Determinants of pesticide exposure among workers in floriculture industry in rural Maharashtra

Ashlesha A. Dandekar, Swati S. Raje, Prajakta G. Kadale


Background: Pesticides are extensively used in floriculture where workers are mostly unskilled and may not have appropriate knowledge about safety. Acute accidents during spraying are reported, chronic exposure goes unnoticed. There are not many Indian studies regarding health risks and safety practices among floriculture workers in India. Hence this study to assess pesticide exposure, to find their determinants and suggest appropriate preventive measures.

Methods: Study was cross sectional in Floriculture Park, Talegaon (D), Pune, Maharashtra, India using cluster sampling from February 2018 to July 2019. Prevalence of morbidities being 63% sample size was calculated as 111 (allowable error 15%). Socio-demographic, work and health related variables were recorded using a pretested structured questionnaire. Clinical examination and laboratory investigations were done by medical experts.

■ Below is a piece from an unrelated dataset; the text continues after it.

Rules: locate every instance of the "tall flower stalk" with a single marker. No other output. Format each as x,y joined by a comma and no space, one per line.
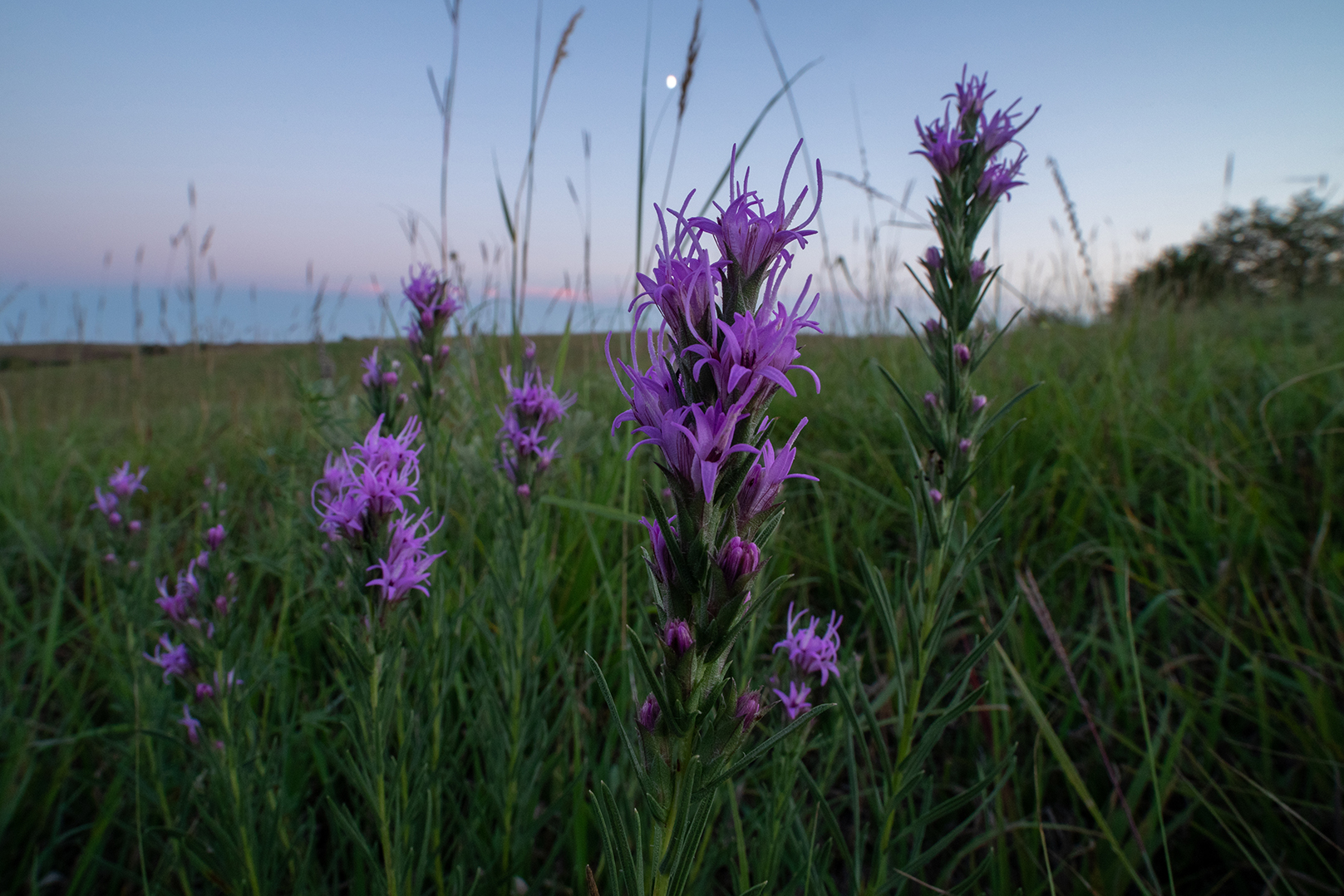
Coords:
945,431
726,346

Results: A total of 118 workers participated. Only half (51.2%) were using personal protective devices. None were following reentry guidelines. 13.3% males and 4.1% females had low serum cholinesterase level which is a biomarker of pesticide exposure. Sprayers had significantly high risk of low serum cholinesterase levels (OR=3.31) as compared to others. With exposed subjects which included both sprayers as well as polyhouse workers the association increased with OR=4.27. However association was not significant when working in polyhouse alone was considered as a risk factor (OR=1.256).

Conclusions: Presence of exposure was the only factor that had a statistically significant association with low Serum Cholinesterase levels. Safe occupational practices like use of personal protective devices, rotation of exposed workers, monitoring of serum cholinesterase levels and health education of workers should be undertaken.